To develop our predictive models, we use deep learning to integrate global proteomics, clinical data and ex-vivo sensitivity to generate an AML therapeutic sensitivity landscape that can guide therapeutic positioning. We collected 200 patient peripheral blood samples and established >90 patient-derived cell lines that capture AML heterogeneity using proprietary culturing conditions. LC-MS proteomics quantified >9,000 proteins per sample and we conducted >5,000 assays with >50 investigational and marketed AML therapies. Proteomics runs were integrated using internal reference scaling methodology, correcting for sample loading errors and batch effects, while global proteomics outlier detection ensured data consistency.
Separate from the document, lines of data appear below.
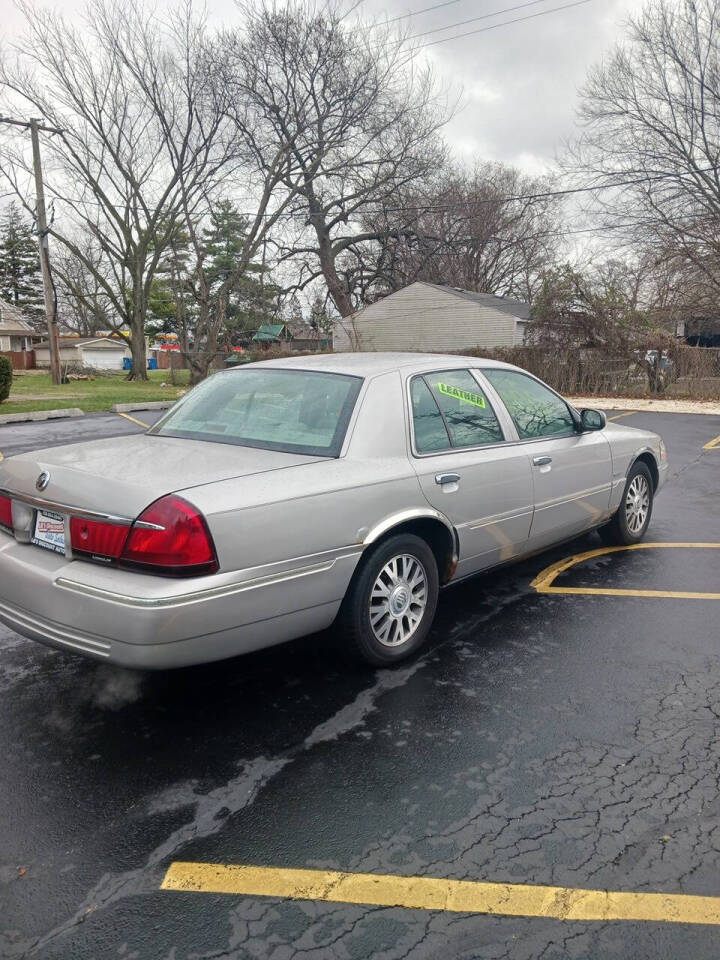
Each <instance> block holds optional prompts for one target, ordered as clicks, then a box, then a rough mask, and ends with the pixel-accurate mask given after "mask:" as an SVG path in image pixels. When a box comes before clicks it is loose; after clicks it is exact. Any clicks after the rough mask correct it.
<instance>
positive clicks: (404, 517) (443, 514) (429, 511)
mask: <svg viewBox="0 0 720 960" xmlns="http://www.w3.org/2000/svg"><path fill="white" fill-rule="evenodd" d="M423 519H430V520H439V521H440V523H442V524H443V526H445V527H447V529H448V532H449V533H450V535H451V536H452V538H453V543H454V544H455V547H456V549H457V539H456V536H455V529H454V527H453V525H452V524H451V523H450V521H449V520H448V518H447V517H446V516H445V515H444V514H443V513H440V511H439V510H432V509H431V508H430V507H413V508H412V509H410V510H401V511H400V512H399V513H393V514H392V515H391V516H389V517H386V518H385V519H384V520H381V521H380V523H378V524H376V525H375V526H374V527H372V529H371V530H370V531H369V532H368V533H367V534H366V535H365V537H364V538H363V546H368V545H369V544H371V543H375V541H376V540H379V539H380V537H382V536H383V535H384V534H386V533H387V532H388V530H392V528H393V527H398V526H400V524H401V523H407V521H408V520H423Z"/></svg>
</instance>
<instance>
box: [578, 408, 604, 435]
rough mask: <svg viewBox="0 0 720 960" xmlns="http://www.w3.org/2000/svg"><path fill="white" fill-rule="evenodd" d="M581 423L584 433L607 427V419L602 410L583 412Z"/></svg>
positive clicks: (594, 410)
mask: <svg viewBox="0 0 720 960" xmlns="http://www.w3.org/2000/svg"><path fill="white" fill-rule="evenodd" d="M580 422H581V425H582V429H583V431H586V430H602V429H604V427H605V426H606V425H607V417H606V416H605V414H604V413H603V412H602V410H589V409H585V410H581V411H580Z"/></svg>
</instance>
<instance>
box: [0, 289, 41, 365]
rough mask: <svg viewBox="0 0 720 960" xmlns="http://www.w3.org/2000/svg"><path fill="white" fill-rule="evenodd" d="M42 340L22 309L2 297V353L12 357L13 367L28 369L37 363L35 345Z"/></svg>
mask: <svg viewBox="0 0 720 960" xmlns="http://www.w3.org/2000/svg"><path fill="white" fill-rule="evenodd" d="M40 340H42V336H41V335H40V334H38V333H37V332H36V331H35V330H34V329H33V327H32V325H31V324H30V322H29V321H28V320H26V318H25V317H24V316H23V313H22V310H20V308H19V307H16V306H15V305H14V304H12V303H8V301H7V300H1V299H0V353H4V354H6V355H8V356H9V357H10V360H11V362H12V365H13V367H15V368H16V369H18V370H28V369H30V368H32V367H33V366H34V365H35V356H34V354H33V347H34V346H35V344H36V343H39V342H40Z"/></svg>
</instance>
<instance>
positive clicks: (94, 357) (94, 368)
mask: <svg viewBox="0 0 720 960" xmlns="http://www.w3.org/2000/svg"><path fill="white" fill-rule="evenodd" d="M58 342H59V345H60V363H70V364H73V365H77V366H80V367H93V368H94V369H95V370H122V368H123V359H124V358H125V357H129V356H131V353H130V348H129V347H128V345H127V344H126V343H125V341H124V340H119V339H117V338H115V337H59V338H58ZM35 361H36V363H37V365H38V367H49V366H50V344H49V343H48V341H47V340H44V341H43V342H42V343H39V344H38V345H37V346H36V347H35Z"/></svg>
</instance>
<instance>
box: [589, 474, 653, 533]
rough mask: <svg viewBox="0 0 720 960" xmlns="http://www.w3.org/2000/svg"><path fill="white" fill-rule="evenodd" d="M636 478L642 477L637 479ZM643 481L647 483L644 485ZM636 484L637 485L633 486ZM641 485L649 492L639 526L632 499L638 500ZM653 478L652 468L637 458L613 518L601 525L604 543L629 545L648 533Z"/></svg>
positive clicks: (627, 476)
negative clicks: (641, 522) (651, 473)
mask: <svg viewBox="0 0 720 960" xmlns="http://www.w3.org/2000/svg"><path fill="white" fill-rule="evenodd" d="M636 478H641V479H640V480H637V481H636ZM643 481H644V483H645V485H646V487H645V486H643ZM634 484H635V486H633V485H634ZM638 485H639V487H640V489H641V492H642V491H645V490H646V493H647V513H646V515H645V518H644V520H643V522H642V523H641V524H640V525H639V526H637V522H638V520H637V518H638V514H637V513H636V512H635V510H634V509H633V506H632V504H631V501H632V500H634V499H635V500H636V499H637V497H636V494H635V491H636V490H637V487H638ZM653 487H654V484H653V478H652V474H651V473H650V468H649V467H648V465H647V464H646V463H644V462H643V461H642V460H637V461H636V462H635V463H634V464H633V465H632V467H631V468H630V473H628V475H627V480H626V481H625V489H624V490H623V496H622V500H621V501H620V506H619V507H618V509H617V512H616V513H615V515H614V517H613V518H612V520H610V522H609V523H606V524H605V525H604V526H602V527H600V529H599V530H598V533H599V534H600V537H601V539H602V541H603V543H606V544H608V546H629V545H630V544H632V543H639V542H640V541H641V540H642V538H643V537H644V536H645V534H646V533H647V528H648V526H649V524H650V518H651V516H652V508H653V496H654V490H653Z"/></svg>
Our deep learning approach integrates proteomics and dose-response data to learn the molecular function enrichments across proteomics datasets. The model is designed to be generalizable, allowing it to capture the mechanisms of sensitivity of many AML therapies that may expand beyond known biology. To enhance training and capture known biological relationships between proteins under perturbed conditions, we applied transfer learning by pretraining the architecture on publicly available proteomics datasets across several diseases. Each public dataset was reprocessed to maintain consistent normalization and data handling parameters. 2906 samples from 14 NCI-CPTAC (National Cancer Institute Clinical Proteomic Tumor Analysis Consortium) datasets, 6 internal datasets, and 3 additional public datasets across 11 indications were used for pre-training. This significantly improved model convergence, reduced overfitting, lowered overall loss, and increased model interpretability. The model was then fine-tuned on 650 AML samples to create the AML-specific sensitivity landscape.
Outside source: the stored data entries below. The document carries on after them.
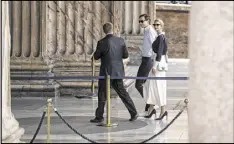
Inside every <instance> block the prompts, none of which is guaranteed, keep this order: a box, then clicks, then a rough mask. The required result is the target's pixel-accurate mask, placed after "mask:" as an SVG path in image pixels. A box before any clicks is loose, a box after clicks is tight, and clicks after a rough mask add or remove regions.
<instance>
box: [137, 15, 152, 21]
mask: <svg viewBox="0 0 234 144" xmlns="http://www.w3.org/2000/svg"><path fill="white" fill-rule="evenodd" d="M141 17H144V18H145V20H149V21H150V16H149V15H147V14H141V15H140V16H139V18H141Z"/></svg>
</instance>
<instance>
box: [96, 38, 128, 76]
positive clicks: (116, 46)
mask: <svg viewBox="0 0 234 144" xmlns="http://www.w3.org/2000/svg"><path fill="white" fill-rule="evenodd" d="M99 58H100V59H101V67H100V73H99V75H100V76H106V74H109V75H110V76H120V77H122V76H125V73H124V65H123V60H122V59H125V58H128V51H127V48H126V45H125V42H124V39H122V38H120V37H117V36H114V35H113V34H108V35H106V37H104V38H103V39H101V40H100V41H98V43H97V48H96V51H95V53H94V59H95V60H98V59H99Z"/></svg>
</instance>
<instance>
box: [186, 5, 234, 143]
mask: <svg viewBox="0 0 234 144" xmlns="http://www.w3.org/2000/svg"><path fill="white" fill-rule="evenodd" d="M189 53H190V54H189V55H190V66H189V71H190V73H189V97H188V98H189V106H188V117H189V118H188V120H189V141H190V142H192V143H194V142H195V143H233V113H234V112H233V1H207V2H205V1H194V2H192V9H191V15H190V28H189Z"/></svg>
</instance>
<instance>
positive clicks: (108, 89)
mask: <svg viewBox="0 0 234 144" xmlns="http://www.w3.org/2000/svg"><path fill="white" fill-rule="evenodd" d="M105 78H106V79H105V81H106V100H107V105H106V124H104V123H101V124H98V126H104V127H113V126H117V125H118V124H117V123H114V124H113V123H111V119H110V115H111V111H110V110H111V107H110V105H111V101H110V75H107V76H106V77H105Z"/></svg>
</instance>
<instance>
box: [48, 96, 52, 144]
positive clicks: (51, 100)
mask: <svg viewBox="0 0 234 144" xmlns="http://www.w3.org/2000/svg"><path fill="white" fill-rule="evenodd" d="M51 102H52V99H51V98H50V99H47V143H50V108H51Z"/></svg>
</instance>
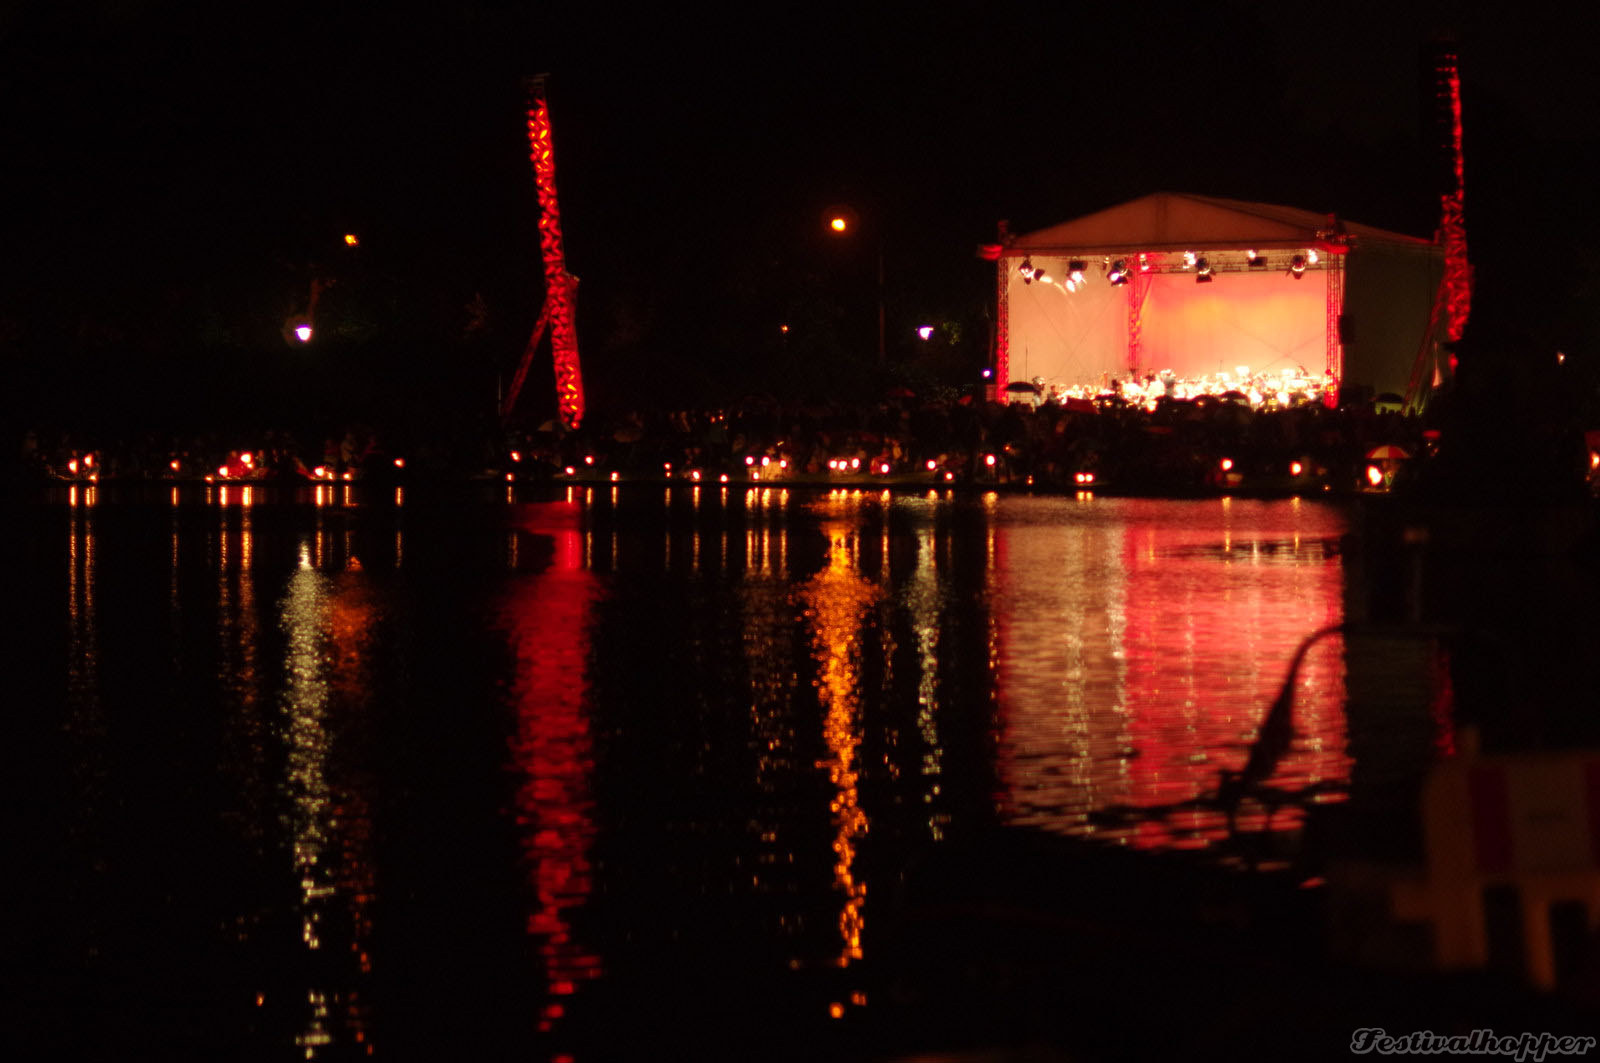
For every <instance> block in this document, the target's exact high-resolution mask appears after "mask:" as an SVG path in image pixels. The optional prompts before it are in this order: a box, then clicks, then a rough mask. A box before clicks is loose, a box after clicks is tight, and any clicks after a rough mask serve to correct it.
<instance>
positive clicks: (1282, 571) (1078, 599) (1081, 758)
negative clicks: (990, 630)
mask: <svg viewBox="0 0 1600 1063" xmlns="http://www.w3.org/2000/svg"><path fill="white" fill-rule="evenodd" d="M1115 507H1117V514H1115V515H1117V517H1118V519H1117V520H1110V522H1104V520H1093V519H1090V520H1085V522H1077V523H1067V525H1066V527H1061V525H1056V527H1034V525H1006V523H1000V525H997V527H995V528H994V532H995V536H997V549H995V552H994V559H995V560H994V564H995V572H994V584H992V586H994V604H995V605H994V607H995V628H997V632H998V640H1000V653H998V663H997V677H995V687H997V698H998V704H1000V720H1002V743H1000V760H1002V762H1000V780H1002V783H1003V786H1005V791H1006V794H1005V800H1003V807H1005V812H1006V815H1008V816H1010V818H1013V820H1014V821H1019V823H1026V824H1032V826H1040V828H1045V829H1053V831H1061V832H1067V834H1085V836H1102V837H1110V839H1118V840H1122V842H1125V844H1130V845H1136V847H1147V848H1194V847H1205V845H1208V844H1211V842H1213V840H1216V839H1218V837H1222V836H1224V834H1226V818H1224V815H1222V813H1221V812H1218V810H1216V808H1205V807H1187V808H1178V810H1174V808H1173V805H1184V802H1192V800H1194V799H1197V797H1203V796H1206V794H1211V792H1214V789H1216V784H1218V772H1219V770H1222V768H1229V770H1237V768H1240V767H1242V765H1243V762H1245V759H1246V756H1248V748H1250V743H1251V740H1253V738H1254V732H1256V727H1258V725H1259V724H1261V717H1262V714H1264V712H1266V709H1267V706H1269V703H1270V701H1272V698H1274V695H1275V693H1277V690H1278V687H1280V684H1282V682H1283V677H1285V674H1286V669H1288V663H1290V658H1291V656H1293V653H1294V650H1296V647H1298V645H1299V642H1301V640H1302V639H1304V637H1306V636H1309V634H1310V632H1312V631H1315V629H1318V628H1323V626H1328V624H1338V623H1339V621H1341V618H1342V576H1341V567H1339V560H1338V557H1336V554H1331V552H1328V551H1325V549H1323V548H1322V543H1325V541H1326V538H1328V536H1336V535H1338V532H1339V528H1338V527H1334V522H1336V519H1334V517H1331V515H1330V514H1328V511H1320V509H1314V507H1302V506H1301V504H1298V503H1272V504H1261V506H1240V504H1238V503H1197V504H1195V511H1194V512H1192V514H1186V515H1187V517H1190V519H1186V520H1174V519H1173V517H1171V506H1170V504H1168V506H1166V507H1165V509H1152V511H1150V512H1149V514H1141V509H1142V504H1141V503H1136V501H1125V503H1117V506H1115ZM1141 517H1142V519H1141ZM1296 688H1298V693H1296V701H1294V727H1296V740H1294V744H1293V748H1291V749H1290V752H1288V754H1286V756H1285V757H1283V760H1282V762H1280V764H1278V770H1277V773H1275V775H1274V776H1272V778H1270V780H1269V781H1267V784H1269V786H1270V788H1275V789H1283V791H1296V792H1298V791H1307V789H1312V788H1317V789H1331V791H1333V794H1331V797H1334V799H1336V797H1338V794H1339V792H1342V791H1341V786H1342V784H1344V783H1347V781H1349V765H1350V762H1349V757H1347V756H1346V752H1344V746H1346V720H1344V663H1342V644H1341V640H1339V639H1336V637H1333V639H1325V640H1323V642H1320V644H1318V645H1315V647H1314V648H1312V650H1310V653H1309V655H1307V656H1306V661H1304V664H1302V666H1301V669H1299V676H1298V682H1296ZM1323 799H1330V797H1328V796H1325V797H1323ZM1109 810H1120V812H1122V813H1123V818H1122V820H1120V821H1117V820H1114V821H1110V823H1104V821H1101V818H1098V816H1096V815H1094V813H1104V812H1109ZM1142 810H1147V815H1144V813H1142ZM1299 820H1301V810H1299V808H1296V807H1293V805H1285V807H1282V808H1278V810H1277V812H1275V813H1274V816H1272V829H1274V831H1286V829H1293V828H1294V826H1298V823H1299ZM1238 824H1240V828H1242V829H1246V831H1250V829H1261V828H1262V826H1264V816H1262V815H1261V813H1258V812H1256V810H1254V808H1253V807H1251V805H1250V804H1246V805H1245V808H1243V810H1242V815H1240V818H1238Z"/></svg>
The result is a functionally embedded latent space that represents a landscape where patients are positioned based on both disease-relevant proteomic signatures and their sensitivity to >50 monotherapies. When presented with patient proteomes only, unsupervised clustering applied to the latent space identifies patient subpopulations that are predicted to have consistent dose-responses to ex vivo treatments and similar proteomes. Therefore, we used our model to find protein biomarkers that can identify patients more likely to respond to FHD-286, an investigational SMARCA2/4 dual inhibitor (Foghorn Therapeutics). The initial set of proteins included markers of cell motility, angiogenesis, cell differentiation, apoptosis, and inflammation, including fibroblast-specific proteins, B-cell receptor signaling proteins, and differentiation antigens. This was reduced to 5 proteins with robust expression across all 200 patients in our training data. The relative abundance of these 5 protein biomarkers in pretreatment peripheral blood samples was used to predict clinical response in 7 patients with AML treated with FHD-286 (NCT04891757). Patients had received a median 3 prior lines of therapy (range 1-7), including venetoclax and hypomethylating agents (100%), high-dose chemotherapy (71%), and stem cell transplant (57%). Genetic risk status (2022 ELN) was adverse in 71% of patients, including 3 patients each with TP53 mutation and inv(3). Notably, the 5-protein signature classified the 7 patients into treatment failure, stable disease, and complete response with 100% accuracy (p=4.6×10⁻⁴). More extensive patient sample validation will be presented at the meeting. A clinical trial prospectively assigning patients to specific treatment arms based on our proteomics signature will launch in 2025. This result highlights the utility of Yatiri Bio's deep learning model to guide AML treatment decisions and improve outcomes and supports the development of a mass spectrometry-based clinical assay for patient selection in clinical trials.